The first version can be advisory. Managed workspaces should be able to opt into blocking behavior for protected paths and other critical rules.

CI/CD Components And SARIF

Local hooks are necessary, but CI must remain the final independent gate. If an agent or developer bypasses local hooks, the pull request still must not merge.

coding-ethos emits SARIF for normalized policy and lint diagnostics through policy-lint --sarif. SARIF rules carry stable policy IDs, ETHOS principle IDs, skill IDs, file/line locations, and remediation advice so violations can appear naturally in PR annotations and code scanning views.

The initial CI documentation provides GitHub Actions and GitLab CI examples in CI_CD_SARIF.md. The next step is packaging those examples as reusable components that pin the managed runtime, publish SARIF, and preserve .coding-ethos traces as audit artifacts.

CI output should stay compact for agents while preserving full artifacts for audit and later trace analysis.

Adversarial Red-Team Test Suite

AI agents routinely invent workarounds when blocked. Testing must model that behavior directly.

The red-team suite should run in isolated sample repositories and prompt agents or LLM APIs to attempt bypasses: raw Git execution, absolute binaries, nested shells, symlink traversal, protected path writes, config drift, hook deletion, managed toolchain evasion, and other known failure modes.

Every bypass attempt should produce either a clear block or a filed gap with a failing regression test. The suite should exercise Claude, Codex, Gemini, and generic shell workflows where practical.

Centralized ETHOS Registry And Inheritance

Organizations need baseline guardrails with local refinement. coding-ethos should support inheritance from local presets, GitHub-hosted presets, and enterprise registries.

An inherited policy source might provide strict Python, strict Go, agent-safe Git, or security-first defaults. A consuming repo should override local context without copying the whole baseline.

Inheritance must be deterministic and auditable. Remote sources should be pinned, hashed, and visible in policy trace output. Unpinned remote policy inputs should be rejected unless explicitly allowed.

Agent Remediation Loop

Agents are poor consumers of noisy terminal output. Hook failures should produce machine-readable remediation payloads in addition to human output.
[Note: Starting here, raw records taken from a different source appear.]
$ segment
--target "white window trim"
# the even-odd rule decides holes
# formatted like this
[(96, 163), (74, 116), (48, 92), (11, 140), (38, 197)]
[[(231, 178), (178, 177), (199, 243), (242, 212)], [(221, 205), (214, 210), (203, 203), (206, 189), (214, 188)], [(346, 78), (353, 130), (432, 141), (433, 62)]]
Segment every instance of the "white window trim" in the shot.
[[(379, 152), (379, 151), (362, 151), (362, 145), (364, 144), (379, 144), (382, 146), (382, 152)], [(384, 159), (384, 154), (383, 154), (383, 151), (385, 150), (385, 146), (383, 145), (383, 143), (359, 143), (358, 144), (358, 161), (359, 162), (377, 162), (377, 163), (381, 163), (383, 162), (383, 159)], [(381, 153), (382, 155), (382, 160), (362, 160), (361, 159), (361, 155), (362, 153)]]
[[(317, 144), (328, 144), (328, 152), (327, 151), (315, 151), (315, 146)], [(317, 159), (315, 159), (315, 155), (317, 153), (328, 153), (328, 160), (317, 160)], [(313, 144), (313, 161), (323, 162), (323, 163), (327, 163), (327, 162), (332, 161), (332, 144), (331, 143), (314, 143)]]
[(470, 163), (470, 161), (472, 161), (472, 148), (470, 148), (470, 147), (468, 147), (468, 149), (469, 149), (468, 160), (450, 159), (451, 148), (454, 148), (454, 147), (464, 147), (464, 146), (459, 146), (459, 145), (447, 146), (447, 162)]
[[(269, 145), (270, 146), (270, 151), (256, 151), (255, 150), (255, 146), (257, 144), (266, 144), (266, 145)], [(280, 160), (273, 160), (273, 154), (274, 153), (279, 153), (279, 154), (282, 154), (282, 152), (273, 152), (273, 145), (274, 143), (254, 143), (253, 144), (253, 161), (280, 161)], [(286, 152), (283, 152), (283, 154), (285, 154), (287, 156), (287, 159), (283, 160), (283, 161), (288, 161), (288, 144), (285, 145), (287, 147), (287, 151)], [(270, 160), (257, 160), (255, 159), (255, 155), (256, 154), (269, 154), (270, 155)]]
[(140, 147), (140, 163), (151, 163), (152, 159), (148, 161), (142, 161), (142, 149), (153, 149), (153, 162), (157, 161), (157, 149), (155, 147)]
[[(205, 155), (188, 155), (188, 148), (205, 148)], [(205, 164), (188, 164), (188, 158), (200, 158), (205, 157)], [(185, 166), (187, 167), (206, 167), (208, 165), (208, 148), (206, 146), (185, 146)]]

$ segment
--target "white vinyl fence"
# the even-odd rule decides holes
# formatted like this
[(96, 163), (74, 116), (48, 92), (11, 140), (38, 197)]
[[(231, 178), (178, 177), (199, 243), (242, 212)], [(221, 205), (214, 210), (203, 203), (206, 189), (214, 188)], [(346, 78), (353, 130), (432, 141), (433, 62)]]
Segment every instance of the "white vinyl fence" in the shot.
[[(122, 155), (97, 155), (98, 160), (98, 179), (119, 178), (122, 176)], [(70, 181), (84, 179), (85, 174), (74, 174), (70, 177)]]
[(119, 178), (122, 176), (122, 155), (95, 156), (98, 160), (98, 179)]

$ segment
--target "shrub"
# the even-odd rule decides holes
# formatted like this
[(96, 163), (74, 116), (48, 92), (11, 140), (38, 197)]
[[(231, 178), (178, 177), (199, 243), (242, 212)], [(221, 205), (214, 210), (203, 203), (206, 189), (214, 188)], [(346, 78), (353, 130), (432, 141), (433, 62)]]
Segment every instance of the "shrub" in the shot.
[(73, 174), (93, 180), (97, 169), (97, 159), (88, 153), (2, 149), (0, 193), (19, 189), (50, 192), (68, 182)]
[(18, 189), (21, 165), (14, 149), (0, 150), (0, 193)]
The remediation payload should include:

The first implementation derives agent_remediation from normalized diagnostics and policy decisions. It is emitted in agent-facing JSON and TOON output, provider-native blocked hook responses, SARIF result properties, hook traces, and retained lint traces. Each item has a stable remediation ID, concrete next steps, skill-loading instructions when available, action context when policy evidence carries it, and the MCP call an agent should make. Agents can call remediation_explain with the full payload, or use the embedded policy_explain / skill_lookup call directly.

Hook and lint traces also include remediation_summary so later storage can measure repeated policy failures and which remediation guidance was suggested without reparsing provider-specific output.

Claude, Codex, Gemini, and future MCP clients should receive this feedback in the strongest native format they support. The same normalized data should drive human output, TOON output, traces, and remediation payloads.